I feel like LINQ is attempting to do something for the "big objects" problem. It's currently really for database access, but I've seen a bit of talk about extending it to other resources, e.g. hetrogenous parallel processors. I could see an interesting future with tools like LINQ providing simple, backend agnostic accessors to computing resources, e.g. network access, database access, file access etc...
Exactly. A few examples.
- C's "the language has no idea how big an array is" problem. Result: decades of buffer overflows, and a whole industry finding them, patching them, and exploiting them.
- Delayed ACKs in TCP. OK idea, but the fixed timer was based on human typing speed, copied from X.25 accumulation timers. Result: elaborate workarounds, network stalls.
- C's "#include" textual approach to definition inclusion. Result: huge, slow builds, hacks like "precompiled headers".
- HTML float/clear as a layout mechanism. Result: Javascript libraries for layout on top of the browser's layout engine. Absolute positioning errors. Text on top of text or offscreen.
- The UNIX protection model, where the finest-grain entity is the user. Any program can do anything the user can do, and hostile programs do. Result: the virus and anti-virus industries.
- Makefiles. Using dependency relationships was a good idea. Having them be independent of the actual dependencies in the program wasn't. Result: "make depend", "./configure", and other painful hacks.
- Peripheral-side control of DMA. Before PCs, IBM mainframes had "channels", which effectively had an MMU between device and memory, so that devices couldn't blither all over memory. Channels also provided a uniform interface for all devices. IBM PCs, like many minicomputers, originally had memory and devices on the same bus. This reduced transistor count back when it mattered. But it meant that devices could write all over memory, and devices and drivers had be trusted. Three decades later, when transistor counts don't matter, we still have that basic architecture. Result: drivers still crashing operating systems, many drivers still in kernel, devices able to inject malware into systems.
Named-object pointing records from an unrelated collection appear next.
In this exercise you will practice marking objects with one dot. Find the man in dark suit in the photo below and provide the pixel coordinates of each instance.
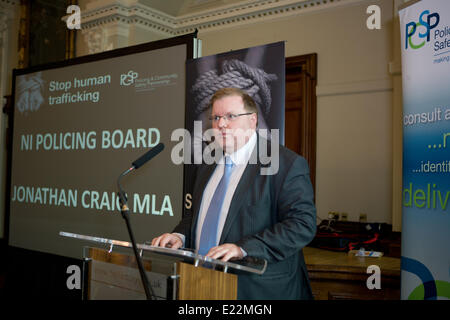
(268, 216)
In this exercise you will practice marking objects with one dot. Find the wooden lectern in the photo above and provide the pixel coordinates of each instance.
(111, 272)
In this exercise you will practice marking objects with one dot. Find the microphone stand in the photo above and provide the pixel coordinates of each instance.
(125, 214)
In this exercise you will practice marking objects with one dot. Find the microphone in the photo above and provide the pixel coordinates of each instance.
(148, 155)
(149, 293)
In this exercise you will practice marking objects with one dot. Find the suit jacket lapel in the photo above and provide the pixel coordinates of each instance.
(241, 192)
(204, 173)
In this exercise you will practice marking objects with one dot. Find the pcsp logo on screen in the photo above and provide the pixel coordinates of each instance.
(415, 31)
(128, 78)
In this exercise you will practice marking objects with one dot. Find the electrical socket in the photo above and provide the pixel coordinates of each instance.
(362, 217)
(333, 215)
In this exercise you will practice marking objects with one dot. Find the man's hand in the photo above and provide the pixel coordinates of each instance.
(227, 251)
(168, 240)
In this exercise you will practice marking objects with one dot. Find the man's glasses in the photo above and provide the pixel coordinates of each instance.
(229, 117)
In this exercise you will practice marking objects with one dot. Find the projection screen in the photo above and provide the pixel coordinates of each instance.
(77, 127)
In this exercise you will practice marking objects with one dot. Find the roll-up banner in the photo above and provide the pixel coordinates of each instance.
(425, 35)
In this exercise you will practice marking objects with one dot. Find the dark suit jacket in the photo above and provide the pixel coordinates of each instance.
(271, 217)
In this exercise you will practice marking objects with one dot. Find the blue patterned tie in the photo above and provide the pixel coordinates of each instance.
(208, 235)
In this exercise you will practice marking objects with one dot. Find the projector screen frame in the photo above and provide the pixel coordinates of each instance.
(187, 40)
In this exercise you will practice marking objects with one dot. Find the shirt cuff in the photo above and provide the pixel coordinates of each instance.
(182, 237)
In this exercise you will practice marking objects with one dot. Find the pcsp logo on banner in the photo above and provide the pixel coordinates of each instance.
(128, 78)
(415, 31)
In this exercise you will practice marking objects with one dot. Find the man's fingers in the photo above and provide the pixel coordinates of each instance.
(225, 251)
(155, 241)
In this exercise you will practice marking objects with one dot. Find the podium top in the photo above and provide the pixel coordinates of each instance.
(248, 264)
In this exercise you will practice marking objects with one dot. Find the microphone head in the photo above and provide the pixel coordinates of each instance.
(148, 155)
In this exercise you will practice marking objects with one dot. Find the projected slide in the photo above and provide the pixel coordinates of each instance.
(76, 129)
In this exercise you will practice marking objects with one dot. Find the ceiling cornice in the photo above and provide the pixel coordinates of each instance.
(246, 12)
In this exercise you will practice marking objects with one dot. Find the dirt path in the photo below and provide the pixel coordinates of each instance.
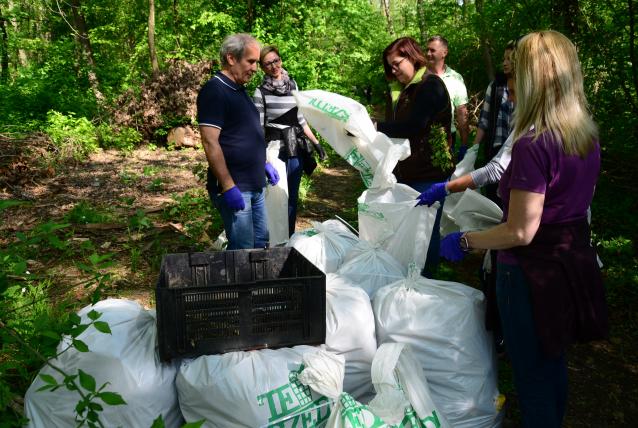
(603, 376)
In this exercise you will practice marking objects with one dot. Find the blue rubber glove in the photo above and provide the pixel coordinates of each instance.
(320, 151)
(436, 192)
(461, 154)
(272, 174)
(451, 247)
(233, 199)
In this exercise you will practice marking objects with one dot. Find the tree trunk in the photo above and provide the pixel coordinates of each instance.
(22, 55)
(82, 36)
(4, 53)
(632, 47)
(177, 29)
(420, 13)
(151, 38)
(250, 14)
(386, 11)
(485, 42)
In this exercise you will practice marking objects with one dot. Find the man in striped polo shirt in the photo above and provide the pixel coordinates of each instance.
(233, 140)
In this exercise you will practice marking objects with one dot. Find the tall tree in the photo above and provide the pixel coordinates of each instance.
(4, 50)
(151, 38)
(484, 40)
(420, 13)
(82, 36)
(388, 16)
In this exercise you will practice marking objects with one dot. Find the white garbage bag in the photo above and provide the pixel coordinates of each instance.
(350, 332)
(325, 244)
(251, 389)
(443, 322)
(388, 215)
(370, 267)
(126, 359)
(402, 400)
(277, 198)
(462, 168)
(474, 211)
(334, 117)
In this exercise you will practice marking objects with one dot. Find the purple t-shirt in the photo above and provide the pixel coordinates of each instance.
(541, 166)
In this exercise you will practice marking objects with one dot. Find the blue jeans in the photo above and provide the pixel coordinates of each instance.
(294, 170)
(541, 382)
(247, 228)
(432, 257)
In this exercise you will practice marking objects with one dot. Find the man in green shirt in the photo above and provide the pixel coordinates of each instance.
(437, 50)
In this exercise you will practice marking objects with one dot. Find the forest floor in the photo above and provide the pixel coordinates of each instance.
(603, 377)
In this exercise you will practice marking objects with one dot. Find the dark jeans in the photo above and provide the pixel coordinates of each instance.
(247, 228)
(541, 382)
(294, 170)
(432, 257)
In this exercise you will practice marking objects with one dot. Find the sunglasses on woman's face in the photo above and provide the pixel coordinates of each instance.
(271, 63)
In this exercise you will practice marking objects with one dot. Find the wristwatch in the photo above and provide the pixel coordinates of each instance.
(465, 245)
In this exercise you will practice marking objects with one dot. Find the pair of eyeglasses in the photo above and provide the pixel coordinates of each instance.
(271, 63)
(395, 65)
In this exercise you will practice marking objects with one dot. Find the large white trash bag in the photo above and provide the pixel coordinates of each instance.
(350, 332)
(325, 244)
(462, 168)
(334, 117)
(444, 322)
(371, 267)
(126, 359)
(250, 389)
(388, 215)
(277, 198)
(402, 400)
(475, 212)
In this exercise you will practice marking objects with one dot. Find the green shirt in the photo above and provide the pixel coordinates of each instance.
(457, 90)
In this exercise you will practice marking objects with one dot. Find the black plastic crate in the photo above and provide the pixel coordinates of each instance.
(211, 303)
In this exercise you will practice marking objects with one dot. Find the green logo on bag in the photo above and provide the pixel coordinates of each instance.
(333, 111)
(365, 210)
(359, 415)
(356, 159)
(292, 405)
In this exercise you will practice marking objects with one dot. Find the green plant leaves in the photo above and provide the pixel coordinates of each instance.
(111, 398)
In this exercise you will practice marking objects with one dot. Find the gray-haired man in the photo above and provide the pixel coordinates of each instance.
(233, 140)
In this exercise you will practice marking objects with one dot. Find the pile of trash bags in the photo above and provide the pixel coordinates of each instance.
(401, 350)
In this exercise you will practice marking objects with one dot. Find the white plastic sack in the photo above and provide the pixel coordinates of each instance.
(334, 116)
(126, 359)
(389, 217)
(350, 332)
(475, 212)
(403, 399)
(443, 322)
(325, 244)
(250, 389)
(370, 267)
(277, 198)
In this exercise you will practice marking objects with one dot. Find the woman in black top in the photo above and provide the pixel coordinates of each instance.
(282, 121)
(418, 109)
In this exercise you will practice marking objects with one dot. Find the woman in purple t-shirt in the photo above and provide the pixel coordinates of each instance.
(549, 287)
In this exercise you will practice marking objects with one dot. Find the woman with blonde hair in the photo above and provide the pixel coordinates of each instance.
(549, 286)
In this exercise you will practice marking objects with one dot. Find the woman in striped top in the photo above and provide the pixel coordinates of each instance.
(282, 121)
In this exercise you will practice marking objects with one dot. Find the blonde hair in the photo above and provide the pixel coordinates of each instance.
(550, 94)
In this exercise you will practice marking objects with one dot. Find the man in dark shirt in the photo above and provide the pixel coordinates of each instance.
(233, 140)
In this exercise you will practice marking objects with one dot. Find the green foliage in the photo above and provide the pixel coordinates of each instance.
(84, 213)
(74, 138)
(126, 139)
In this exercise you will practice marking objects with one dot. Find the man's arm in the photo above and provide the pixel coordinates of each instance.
(215, 156)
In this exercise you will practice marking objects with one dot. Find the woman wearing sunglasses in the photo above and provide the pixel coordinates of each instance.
(282, 121)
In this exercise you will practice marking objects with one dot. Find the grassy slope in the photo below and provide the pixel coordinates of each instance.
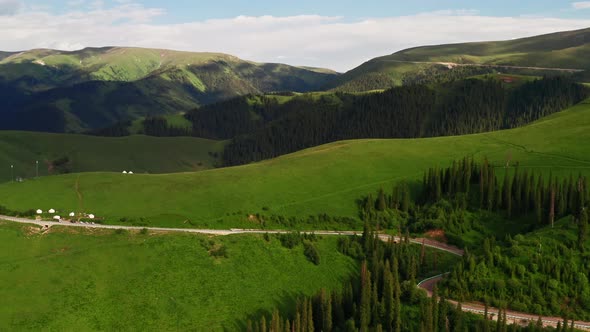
(326, 179)
(558, 50)
(98, 87)
(88, 153)
(84, 280)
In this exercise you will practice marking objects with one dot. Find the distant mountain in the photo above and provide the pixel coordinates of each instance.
(96, 87)
(562, 50)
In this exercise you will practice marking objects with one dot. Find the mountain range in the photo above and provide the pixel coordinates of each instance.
(79, 91)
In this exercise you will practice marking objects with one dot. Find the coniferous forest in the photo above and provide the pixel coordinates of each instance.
(535, 262)
(383, 297)
(263, 127)
(269, 129)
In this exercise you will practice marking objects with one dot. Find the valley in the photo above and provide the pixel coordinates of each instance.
(439, 188)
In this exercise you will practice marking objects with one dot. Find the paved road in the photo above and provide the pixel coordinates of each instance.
(426, 284)
(511, 316)
(453, 64)
(384, 237)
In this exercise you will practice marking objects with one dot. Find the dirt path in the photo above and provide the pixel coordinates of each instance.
(427, 284)
(453, 64)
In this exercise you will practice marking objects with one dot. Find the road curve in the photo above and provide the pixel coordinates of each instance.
(512, 316)
(454, 64)
(384, 237)
(427, 284)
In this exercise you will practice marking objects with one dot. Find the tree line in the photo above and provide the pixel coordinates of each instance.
(544, 273)
(383, 297)
(454, 108)
(262, 127)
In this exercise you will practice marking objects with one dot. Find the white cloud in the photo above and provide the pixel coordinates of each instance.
(10, 7)
(312, 40)
(581, 5)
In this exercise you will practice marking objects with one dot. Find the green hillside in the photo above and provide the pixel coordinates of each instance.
(564, 50)
(96, 87)
(326, 179)
(81, 280)
(141, 154)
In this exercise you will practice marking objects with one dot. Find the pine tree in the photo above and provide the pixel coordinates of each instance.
(507, 195)
(397, 319)
(326, 300)
(275, 323)
(366, 292)
(381, 204)
(310, 323)
(388, 298)
(582, 229)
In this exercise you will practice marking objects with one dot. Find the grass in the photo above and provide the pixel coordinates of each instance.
(558, 50)
(142, 154)
(325, 179)
(99, 280)
(107, 85)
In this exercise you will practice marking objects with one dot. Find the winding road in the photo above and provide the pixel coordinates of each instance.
(427, 284)
(453, 64)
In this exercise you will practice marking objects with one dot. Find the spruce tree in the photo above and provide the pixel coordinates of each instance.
(582, 229)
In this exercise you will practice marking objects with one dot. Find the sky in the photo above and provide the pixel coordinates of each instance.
(339, 35)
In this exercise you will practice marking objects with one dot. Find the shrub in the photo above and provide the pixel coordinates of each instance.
(311, 252)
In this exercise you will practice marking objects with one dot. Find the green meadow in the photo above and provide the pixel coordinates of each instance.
(141, 154)
(325, 179)
(80, 280)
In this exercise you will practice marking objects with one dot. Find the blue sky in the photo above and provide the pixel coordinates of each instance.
(323, 33)
(188, 11)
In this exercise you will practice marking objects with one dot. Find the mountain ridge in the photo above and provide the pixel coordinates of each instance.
(564, 49)
(96, 87)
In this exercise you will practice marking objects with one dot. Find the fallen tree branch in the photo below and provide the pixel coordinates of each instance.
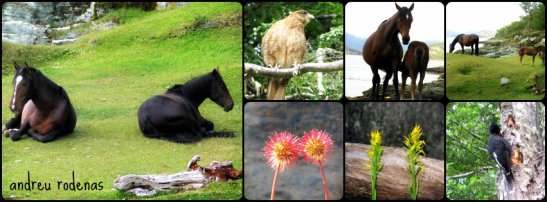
(253, 69)
(482, 169)
(195, 177)
(393, 180)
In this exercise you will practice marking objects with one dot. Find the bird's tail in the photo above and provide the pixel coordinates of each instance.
(276, 89)
(509, 178)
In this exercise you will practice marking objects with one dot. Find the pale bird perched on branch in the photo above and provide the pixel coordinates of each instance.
(285, 45)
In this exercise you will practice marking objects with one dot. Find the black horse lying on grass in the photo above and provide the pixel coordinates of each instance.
(174, 116)
(42, 108)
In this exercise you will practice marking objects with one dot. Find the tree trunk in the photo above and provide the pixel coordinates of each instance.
(528, 133)
(393, 180)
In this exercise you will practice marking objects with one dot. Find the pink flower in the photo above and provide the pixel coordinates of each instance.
(315, 146)
(281, 150)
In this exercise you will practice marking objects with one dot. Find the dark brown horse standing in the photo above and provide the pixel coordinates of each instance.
(414, 63)
(383, 50)
(42, 108)
(466, 40)
(532, 51)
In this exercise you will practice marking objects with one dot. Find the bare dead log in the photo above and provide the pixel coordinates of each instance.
(195, 177)
(253, 69)
(393, 180)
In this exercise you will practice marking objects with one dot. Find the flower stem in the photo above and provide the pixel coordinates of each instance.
(272, 197)
(373, 187)
(324, 181)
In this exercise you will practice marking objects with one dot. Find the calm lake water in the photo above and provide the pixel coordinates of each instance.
(359, 76)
- Poor interprocess communication in operating systems. What's usually needed is a subroutine call. What the OS usually gives you is an I/O operation. QNX gets this right. IPC was a retrofit in the UNIX/Linux world, and still isn't very good. Fast IPC requires very tight coordination between scheduling and IPC, or each IPC operation puts somebody at the end of the line for CPU time. Result: elaborate, slow IPC systems built on top of sockets, pipes, channels, shared memory, etc. Programs too monolithic.
- Related to this, poor support for "big objects". A "big object" is something which can be called and provides various functions, but has an arms-length relationship with the caller and needs some protection from it. Examples are databases, network stacks, and other services. We don't even have a standard term for this. Special-purpose approaches include talking to the big object over a socket (databases), putting the big object in the kernel (network stacks), and trying to use DLL/shared object mechanisms in the same or partially shared address space. General purpose approaches include CORBA, OLE, Google protocol buffers and, perhaps, REST/JSON. Result: ad-hoc hacks for each shared object.